You might think it'll be very easy for flying cars to avoid crashing because they can just fly above and below each other, but that's also more directions for them to crash into each other from, more directions the drivers might have to rely on potentially faulty sensors where their vision is blocked. There might have to be invisible "lanes", maybe even with something like traffic lights, rather than having cars just flying every which way without external coordination.


We would need a lot of landing pads free of nearby hazards (trees, wires, antennas). Those pads generally can't just be added on to existing buildings: most high-rise buildings weren't designed to support the necessary weight, plus roofs are already full of other equipment.

Assuming appropriate sites can be found, there will also be a long permitting process to get construction approval. The latest eVTOL aircraft are quieter than conventional helicopters but still loud so anyone living and working nearby is going to complain. I'm sure they'll also raise environmental impact concerns in many areas because the noise will prevent the endangered yellow-footed salamander from laying eggs or whatever so working through the mandated mitigation process also takes years.


Unless you expect that most people would be fine with an unbounded number of flying cars (presumably at least as noisy as existing ones) without speed limits in their neighborhood, there's going to have to be some sort of infrastructure. Just because they won't literally be roads doesn't mean that the same types of social dynamics won't apply.

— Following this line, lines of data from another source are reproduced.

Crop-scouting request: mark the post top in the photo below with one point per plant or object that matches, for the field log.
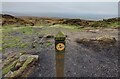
(60, 36)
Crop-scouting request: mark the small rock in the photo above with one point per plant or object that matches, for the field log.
(82, 40)
(50, 36)
(23, 58)
(8, 74)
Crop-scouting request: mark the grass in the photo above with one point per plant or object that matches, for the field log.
(9, 67)
(24, 66)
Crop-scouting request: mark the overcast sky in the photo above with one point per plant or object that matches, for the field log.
(64, 8)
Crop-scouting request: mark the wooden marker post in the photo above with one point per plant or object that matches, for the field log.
(60, 52)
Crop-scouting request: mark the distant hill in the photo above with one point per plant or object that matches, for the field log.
(12, 20)
(36, 21)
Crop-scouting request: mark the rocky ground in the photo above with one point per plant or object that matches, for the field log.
(81, 60)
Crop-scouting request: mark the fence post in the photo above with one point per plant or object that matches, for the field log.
(60, 53)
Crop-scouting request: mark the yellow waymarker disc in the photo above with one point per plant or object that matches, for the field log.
(60, 46)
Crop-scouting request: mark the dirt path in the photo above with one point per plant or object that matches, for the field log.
(81, 60)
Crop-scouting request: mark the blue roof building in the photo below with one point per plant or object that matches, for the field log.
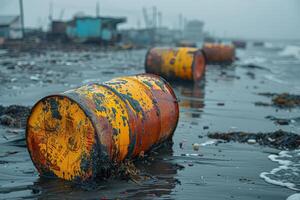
(102, 29)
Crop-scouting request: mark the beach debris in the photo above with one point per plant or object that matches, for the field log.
(14, 116)
(286, 100)
(283, 100)
(251, 141)
(279, 139)
(181, 145)
(196, 146)
(282, 121)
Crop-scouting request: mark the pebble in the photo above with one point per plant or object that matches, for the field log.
(196, 146)
(251, 141)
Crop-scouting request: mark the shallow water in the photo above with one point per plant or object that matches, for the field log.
(223, 102)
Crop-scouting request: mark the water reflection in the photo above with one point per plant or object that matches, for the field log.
(158, 166)
(191, 96)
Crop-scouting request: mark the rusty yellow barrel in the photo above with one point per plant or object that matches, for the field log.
(219, 53)
(176, 63)
(82, 133)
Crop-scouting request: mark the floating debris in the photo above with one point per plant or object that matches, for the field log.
(279, 139)
(283, 100)
(14, 116)
(251, 141)
(282, 121)
(286, 100)
(196, 146)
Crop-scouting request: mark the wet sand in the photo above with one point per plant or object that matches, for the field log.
(223, 102)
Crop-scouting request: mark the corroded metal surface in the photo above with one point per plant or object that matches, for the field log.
(219, 53)
(81, 133)
(176, 63)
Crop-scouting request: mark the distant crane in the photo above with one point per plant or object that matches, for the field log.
(22, 17)
(146, 18)
(61, 14)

Presumably they would need roads in the sense of arbitrary "surfaces" on top of one another, so that you could shift lanes vertically as well as horizontally. And then you would need at least a visual indicator of which lane you're in, maybe even force feedback similar to bott's dots.

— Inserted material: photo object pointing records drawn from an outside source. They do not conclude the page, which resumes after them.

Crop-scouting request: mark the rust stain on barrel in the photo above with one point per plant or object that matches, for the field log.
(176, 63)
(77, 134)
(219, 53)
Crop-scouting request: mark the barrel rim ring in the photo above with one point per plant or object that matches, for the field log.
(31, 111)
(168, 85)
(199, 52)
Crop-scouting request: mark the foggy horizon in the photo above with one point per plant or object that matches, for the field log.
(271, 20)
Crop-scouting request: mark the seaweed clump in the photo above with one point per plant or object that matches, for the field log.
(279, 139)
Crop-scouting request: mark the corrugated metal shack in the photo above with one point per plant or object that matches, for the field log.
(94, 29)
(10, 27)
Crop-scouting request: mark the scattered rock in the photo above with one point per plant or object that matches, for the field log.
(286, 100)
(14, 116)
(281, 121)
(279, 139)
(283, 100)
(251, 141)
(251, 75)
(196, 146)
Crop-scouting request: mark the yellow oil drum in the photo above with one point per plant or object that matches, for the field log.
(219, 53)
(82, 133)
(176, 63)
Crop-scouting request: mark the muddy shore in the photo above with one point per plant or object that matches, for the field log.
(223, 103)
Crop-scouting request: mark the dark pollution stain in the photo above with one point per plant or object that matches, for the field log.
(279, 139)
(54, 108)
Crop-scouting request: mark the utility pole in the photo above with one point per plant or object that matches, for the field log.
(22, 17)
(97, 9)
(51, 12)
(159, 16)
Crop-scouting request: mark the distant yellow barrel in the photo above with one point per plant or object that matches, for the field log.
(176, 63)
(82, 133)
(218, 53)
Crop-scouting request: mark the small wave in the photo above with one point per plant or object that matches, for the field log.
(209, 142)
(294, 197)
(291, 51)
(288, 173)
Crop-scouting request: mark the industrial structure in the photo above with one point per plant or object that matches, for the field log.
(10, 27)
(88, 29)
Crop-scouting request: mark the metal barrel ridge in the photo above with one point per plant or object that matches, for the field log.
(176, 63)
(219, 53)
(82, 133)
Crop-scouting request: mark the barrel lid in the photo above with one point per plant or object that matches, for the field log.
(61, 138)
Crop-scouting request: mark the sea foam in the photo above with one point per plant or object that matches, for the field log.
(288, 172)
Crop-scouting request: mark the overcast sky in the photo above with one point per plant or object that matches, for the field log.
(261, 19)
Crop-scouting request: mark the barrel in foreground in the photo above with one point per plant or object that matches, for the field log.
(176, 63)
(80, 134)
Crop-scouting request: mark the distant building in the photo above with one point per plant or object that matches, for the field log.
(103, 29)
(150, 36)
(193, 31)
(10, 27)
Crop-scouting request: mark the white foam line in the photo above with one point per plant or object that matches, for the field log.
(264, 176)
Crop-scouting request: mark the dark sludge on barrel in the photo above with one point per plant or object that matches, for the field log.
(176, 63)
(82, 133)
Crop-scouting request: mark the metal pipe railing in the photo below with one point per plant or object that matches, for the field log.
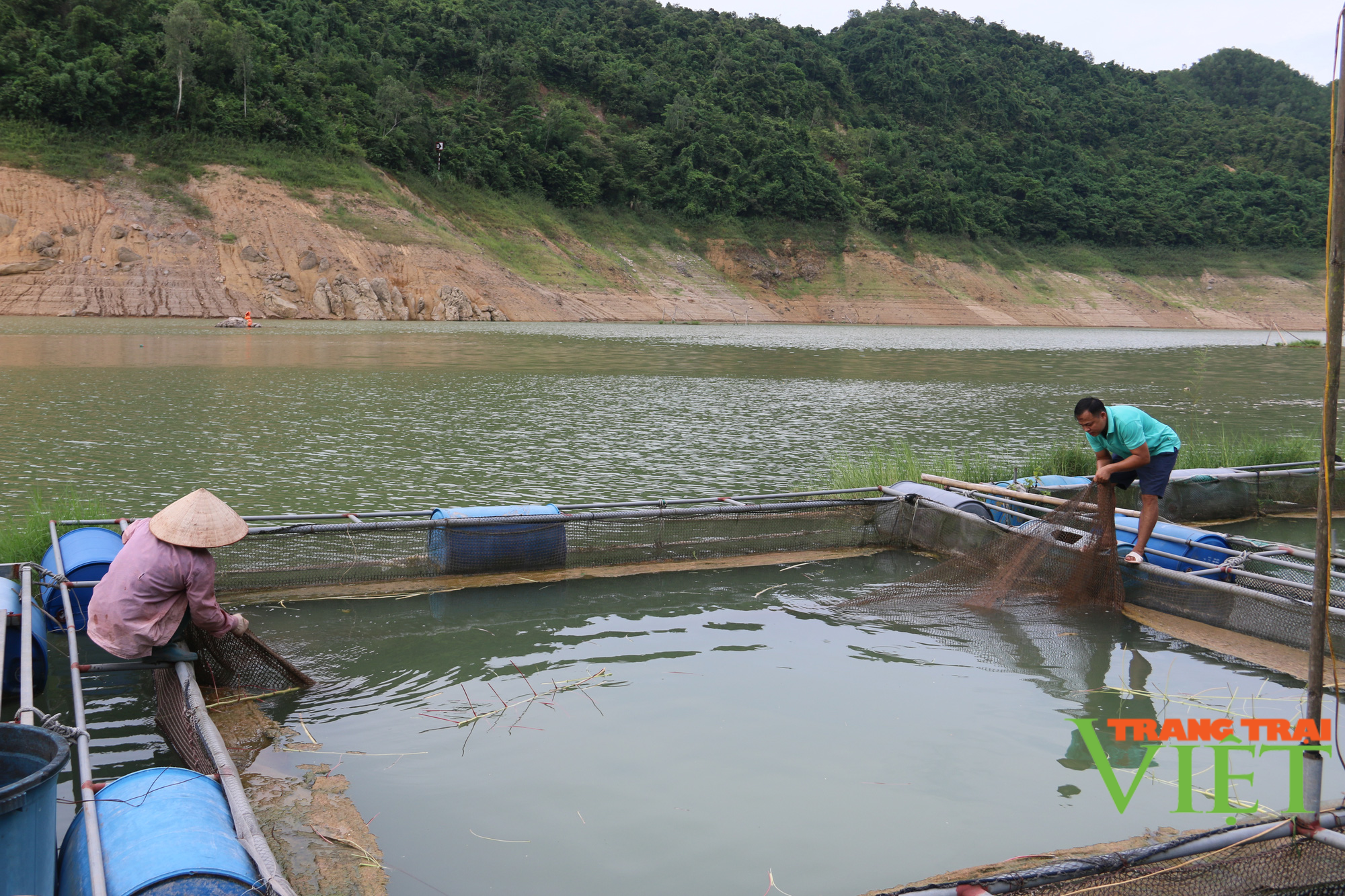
(533, 520)
(264, 517)
(25, 646)
(661, 502)
(84, 767)
(1243, 573)
(1262, 556)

In your opinion, what's more likely to mainstream first - bipedal bots or eVTOL's (flying cars)?


Super late to this but I'd take bipedal bots. That's not to say I'm particularly bullish on that idea though. Seems like it might be simpler to build purpose built robots for specific tasks. They'd probably be faster.


I'm not entirely convinced. On one hand for bots you pretty much need AGI which Tesla is near solving. On another hand you need massive battery improvement for flights to move from toy to actually useful. But also there are more than 1 eVTOLS that already been certified for flight.

Bots would admittedly be far more useful in helping with tons of various tasks (I'm sure each task will be a subscription), but eVTOLs would unlock new capability.


I agree with you, but keep in mind that's probably what 40-year-olds in 1903 said about planes after hearing about the Wright brothers. Sometimes things do actually change.


If we assume this means "in the next 50 years", they wouldn't be totally wrong. You could make the case airplanes were only on the cusp of being "a meaning[ful] part of life in America" by 1953 – planes only overtook trains for domestic US travel in 1955, and 1957 for trans-Atlantic.